As You Sow, a California-based consumer advocacy group, believes that some chocolate has more lead than necessary. An updated survey released by the group this week found levels of lead in chocolate at nine times the daily amount that California considers safe to avoid reproductive harm. In addition, the group also found cadmium up to seven times the state's maximum daily exposure.

The group had multiple samples of 50 different cocoa products analyzed by an independent lab and found more than half contained lead and cadmium levels above the state's limits, which are more strict than federal guidelines. As You Sow won't disclose the exact amounts of metals found in the products, in hopes of working directly with the manufacturers to help target sources of these metals, it said.

    "Our goal is to work with chocolate manufacturers to find ways to avoid these metals in their products," said Danielle Fugere, president of As You Sow.

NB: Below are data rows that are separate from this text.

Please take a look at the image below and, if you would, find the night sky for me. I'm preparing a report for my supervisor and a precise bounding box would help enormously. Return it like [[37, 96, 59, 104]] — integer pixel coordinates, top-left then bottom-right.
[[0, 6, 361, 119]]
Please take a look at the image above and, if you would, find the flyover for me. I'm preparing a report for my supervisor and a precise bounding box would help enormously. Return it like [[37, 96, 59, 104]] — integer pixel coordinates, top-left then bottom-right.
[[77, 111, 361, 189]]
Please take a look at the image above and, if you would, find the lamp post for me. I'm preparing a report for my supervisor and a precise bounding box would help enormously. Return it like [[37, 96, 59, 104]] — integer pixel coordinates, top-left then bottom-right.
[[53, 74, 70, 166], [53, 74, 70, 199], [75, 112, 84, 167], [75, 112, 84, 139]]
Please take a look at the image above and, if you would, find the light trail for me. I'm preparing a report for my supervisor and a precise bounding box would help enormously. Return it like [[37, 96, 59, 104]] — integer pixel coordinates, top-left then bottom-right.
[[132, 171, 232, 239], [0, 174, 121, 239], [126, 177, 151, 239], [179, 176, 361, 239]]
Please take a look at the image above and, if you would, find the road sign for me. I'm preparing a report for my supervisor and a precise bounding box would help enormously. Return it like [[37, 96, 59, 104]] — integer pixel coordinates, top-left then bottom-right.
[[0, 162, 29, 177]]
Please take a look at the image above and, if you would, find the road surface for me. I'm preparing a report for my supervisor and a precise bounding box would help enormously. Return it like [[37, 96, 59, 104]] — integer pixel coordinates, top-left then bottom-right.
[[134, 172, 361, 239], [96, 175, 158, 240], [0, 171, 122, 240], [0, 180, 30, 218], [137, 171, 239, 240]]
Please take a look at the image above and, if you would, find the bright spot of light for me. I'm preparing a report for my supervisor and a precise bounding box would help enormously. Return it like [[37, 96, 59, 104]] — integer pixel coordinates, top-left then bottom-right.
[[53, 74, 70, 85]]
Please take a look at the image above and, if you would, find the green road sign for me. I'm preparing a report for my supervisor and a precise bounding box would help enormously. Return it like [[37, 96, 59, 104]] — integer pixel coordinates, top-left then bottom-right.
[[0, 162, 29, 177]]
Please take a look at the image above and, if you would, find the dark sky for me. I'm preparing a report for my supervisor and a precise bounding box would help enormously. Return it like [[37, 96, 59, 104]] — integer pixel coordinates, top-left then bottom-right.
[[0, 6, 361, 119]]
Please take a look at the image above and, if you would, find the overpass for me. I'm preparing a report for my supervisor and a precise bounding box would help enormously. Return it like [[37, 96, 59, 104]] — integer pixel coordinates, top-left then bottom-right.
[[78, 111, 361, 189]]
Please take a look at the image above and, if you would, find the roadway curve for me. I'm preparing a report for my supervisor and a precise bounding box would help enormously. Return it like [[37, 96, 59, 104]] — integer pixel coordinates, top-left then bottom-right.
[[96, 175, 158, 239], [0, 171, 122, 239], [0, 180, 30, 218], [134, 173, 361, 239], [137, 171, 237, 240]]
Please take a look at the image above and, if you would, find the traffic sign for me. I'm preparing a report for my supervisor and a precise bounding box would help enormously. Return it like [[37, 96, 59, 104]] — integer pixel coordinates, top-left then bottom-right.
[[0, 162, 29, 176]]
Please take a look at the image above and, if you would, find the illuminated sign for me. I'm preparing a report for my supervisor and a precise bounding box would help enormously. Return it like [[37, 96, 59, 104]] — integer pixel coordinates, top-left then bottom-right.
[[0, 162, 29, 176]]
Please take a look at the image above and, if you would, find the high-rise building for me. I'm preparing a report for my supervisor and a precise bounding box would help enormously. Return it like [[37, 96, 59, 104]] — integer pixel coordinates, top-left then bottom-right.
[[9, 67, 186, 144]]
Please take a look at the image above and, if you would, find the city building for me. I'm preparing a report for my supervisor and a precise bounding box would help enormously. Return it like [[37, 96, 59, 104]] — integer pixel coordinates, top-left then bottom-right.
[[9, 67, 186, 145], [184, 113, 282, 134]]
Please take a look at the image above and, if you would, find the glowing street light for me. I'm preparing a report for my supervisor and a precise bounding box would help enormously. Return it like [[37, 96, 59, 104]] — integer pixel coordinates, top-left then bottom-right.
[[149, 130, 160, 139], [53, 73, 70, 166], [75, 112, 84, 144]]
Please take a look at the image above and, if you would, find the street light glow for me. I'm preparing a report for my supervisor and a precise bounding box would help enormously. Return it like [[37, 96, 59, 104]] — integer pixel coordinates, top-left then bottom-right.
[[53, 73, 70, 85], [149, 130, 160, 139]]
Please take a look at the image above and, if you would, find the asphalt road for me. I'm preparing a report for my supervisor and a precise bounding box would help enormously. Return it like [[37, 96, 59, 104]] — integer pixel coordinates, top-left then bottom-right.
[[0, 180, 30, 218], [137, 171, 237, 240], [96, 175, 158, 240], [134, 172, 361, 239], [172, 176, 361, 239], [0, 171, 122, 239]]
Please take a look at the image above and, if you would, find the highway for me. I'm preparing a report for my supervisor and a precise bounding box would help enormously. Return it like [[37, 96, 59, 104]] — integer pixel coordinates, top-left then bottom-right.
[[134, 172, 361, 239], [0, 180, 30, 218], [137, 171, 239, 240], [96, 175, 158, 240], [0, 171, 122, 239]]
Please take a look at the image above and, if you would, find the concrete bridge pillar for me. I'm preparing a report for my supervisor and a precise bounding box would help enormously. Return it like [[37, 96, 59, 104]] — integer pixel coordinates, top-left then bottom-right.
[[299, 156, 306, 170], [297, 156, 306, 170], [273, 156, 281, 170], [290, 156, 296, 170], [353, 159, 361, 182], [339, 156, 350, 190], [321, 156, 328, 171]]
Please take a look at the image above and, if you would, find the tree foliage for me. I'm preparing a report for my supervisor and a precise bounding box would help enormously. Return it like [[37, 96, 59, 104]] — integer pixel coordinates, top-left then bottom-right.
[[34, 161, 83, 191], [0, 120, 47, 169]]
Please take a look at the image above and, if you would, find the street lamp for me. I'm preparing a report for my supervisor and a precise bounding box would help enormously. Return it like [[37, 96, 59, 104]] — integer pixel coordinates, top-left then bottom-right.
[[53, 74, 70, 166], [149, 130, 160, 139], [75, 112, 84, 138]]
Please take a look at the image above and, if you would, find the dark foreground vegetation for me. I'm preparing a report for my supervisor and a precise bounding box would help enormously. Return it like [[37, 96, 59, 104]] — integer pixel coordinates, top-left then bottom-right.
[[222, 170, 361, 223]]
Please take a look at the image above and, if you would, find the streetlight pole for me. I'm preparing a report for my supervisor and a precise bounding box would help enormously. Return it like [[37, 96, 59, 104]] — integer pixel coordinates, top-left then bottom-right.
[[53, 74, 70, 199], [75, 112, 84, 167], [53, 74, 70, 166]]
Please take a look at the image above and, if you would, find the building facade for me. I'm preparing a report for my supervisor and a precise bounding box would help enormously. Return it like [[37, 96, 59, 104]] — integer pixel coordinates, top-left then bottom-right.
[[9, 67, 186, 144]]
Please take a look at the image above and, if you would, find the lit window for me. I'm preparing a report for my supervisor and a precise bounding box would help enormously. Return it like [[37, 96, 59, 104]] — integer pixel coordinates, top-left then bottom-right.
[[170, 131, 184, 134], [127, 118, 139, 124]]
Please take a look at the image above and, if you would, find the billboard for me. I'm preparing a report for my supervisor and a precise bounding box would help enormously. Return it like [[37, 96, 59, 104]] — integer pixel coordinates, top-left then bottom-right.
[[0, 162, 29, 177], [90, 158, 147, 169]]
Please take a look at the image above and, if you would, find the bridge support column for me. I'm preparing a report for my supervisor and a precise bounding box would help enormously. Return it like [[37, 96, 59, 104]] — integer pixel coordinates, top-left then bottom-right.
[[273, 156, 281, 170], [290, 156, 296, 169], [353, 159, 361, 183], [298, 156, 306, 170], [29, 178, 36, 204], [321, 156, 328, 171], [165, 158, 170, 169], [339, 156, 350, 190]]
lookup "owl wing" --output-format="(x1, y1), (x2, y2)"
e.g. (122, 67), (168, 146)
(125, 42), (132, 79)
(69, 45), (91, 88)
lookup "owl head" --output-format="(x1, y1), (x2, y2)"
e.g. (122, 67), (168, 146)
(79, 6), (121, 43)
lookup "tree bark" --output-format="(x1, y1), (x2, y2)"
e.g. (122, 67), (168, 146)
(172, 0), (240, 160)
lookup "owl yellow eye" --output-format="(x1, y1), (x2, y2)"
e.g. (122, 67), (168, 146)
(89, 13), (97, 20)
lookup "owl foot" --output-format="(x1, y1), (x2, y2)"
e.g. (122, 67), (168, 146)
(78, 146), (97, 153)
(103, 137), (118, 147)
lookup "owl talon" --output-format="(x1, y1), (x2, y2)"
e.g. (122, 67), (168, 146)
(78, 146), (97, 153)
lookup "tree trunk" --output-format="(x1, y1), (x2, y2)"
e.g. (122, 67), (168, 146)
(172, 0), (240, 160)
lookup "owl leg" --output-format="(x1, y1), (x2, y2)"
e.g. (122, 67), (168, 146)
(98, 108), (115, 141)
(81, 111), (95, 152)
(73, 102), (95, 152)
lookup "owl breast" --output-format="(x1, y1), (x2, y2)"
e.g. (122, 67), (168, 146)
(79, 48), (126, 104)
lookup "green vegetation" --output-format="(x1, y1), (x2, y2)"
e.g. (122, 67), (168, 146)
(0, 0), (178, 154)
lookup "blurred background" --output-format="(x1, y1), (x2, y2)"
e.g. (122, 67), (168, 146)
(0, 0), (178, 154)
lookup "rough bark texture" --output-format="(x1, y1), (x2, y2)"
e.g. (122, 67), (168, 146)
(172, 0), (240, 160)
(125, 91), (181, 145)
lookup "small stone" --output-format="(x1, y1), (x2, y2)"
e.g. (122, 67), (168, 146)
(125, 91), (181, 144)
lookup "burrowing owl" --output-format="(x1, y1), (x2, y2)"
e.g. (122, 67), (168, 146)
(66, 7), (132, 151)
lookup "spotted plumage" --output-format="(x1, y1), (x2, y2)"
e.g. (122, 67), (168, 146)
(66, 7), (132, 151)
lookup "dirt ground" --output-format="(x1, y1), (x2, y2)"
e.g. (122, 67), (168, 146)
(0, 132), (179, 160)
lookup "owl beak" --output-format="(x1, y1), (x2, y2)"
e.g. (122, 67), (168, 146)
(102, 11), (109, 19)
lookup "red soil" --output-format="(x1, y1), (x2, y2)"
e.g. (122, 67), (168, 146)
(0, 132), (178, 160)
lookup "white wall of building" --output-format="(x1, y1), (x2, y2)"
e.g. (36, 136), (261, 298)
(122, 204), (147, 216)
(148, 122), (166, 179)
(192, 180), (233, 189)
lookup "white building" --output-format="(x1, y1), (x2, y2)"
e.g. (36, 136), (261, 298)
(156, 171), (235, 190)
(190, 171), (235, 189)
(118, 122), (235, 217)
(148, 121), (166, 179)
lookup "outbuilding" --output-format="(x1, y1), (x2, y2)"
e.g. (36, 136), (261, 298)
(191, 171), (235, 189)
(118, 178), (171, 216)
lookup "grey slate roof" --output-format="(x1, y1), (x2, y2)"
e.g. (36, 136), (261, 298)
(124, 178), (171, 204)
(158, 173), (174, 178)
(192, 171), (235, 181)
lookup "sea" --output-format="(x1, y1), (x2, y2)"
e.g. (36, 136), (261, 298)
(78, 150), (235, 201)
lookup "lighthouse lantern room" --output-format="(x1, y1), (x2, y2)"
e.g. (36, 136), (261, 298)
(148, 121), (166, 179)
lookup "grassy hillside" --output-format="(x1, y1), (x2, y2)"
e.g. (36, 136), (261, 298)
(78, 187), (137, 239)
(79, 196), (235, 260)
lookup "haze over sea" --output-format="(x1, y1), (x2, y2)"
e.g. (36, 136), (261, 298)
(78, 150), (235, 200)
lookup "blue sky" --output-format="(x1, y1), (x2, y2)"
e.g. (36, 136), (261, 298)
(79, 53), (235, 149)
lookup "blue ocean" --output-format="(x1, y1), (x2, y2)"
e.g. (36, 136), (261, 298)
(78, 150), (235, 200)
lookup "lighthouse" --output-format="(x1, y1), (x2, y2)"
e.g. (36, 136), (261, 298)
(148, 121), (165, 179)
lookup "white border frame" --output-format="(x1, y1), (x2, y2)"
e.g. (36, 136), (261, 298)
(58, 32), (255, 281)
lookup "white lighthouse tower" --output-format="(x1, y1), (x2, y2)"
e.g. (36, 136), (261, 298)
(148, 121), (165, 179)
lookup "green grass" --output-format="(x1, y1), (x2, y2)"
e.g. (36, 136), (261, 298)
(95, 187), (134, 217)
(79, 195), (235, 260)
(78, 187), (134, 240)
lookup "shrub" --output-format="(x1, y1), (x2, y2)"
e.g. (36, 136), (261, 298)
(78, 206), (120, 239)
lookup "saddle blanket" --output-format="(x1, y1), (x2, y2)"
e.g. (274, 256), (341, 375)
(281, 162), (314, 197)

    Eleanne Van Vliet, a consultant on testing for As You Sow, said that lead and cadmium can enter the products a variety of ways.

    "It depends on the growing, processing, manufacturing, shipping. So there are a few possible sources, from our research," she said. "We would really like to have the chocolate industry come together and determine the sources."

    She says consumer groups and advocates like As You Sow have become more powerful and political with the help of social media. Last March, As You Sow was active in helping remove titanium dioxide nanoparticles from Dunkin Donuts' powdered sugar. Recently, Mars, the maker of M&M's and Snickers, announced that it will begin to include genetically modified food labeling on its products in order to comply with a 2014 Vermont law that requires food with genetically modified products to be labeled.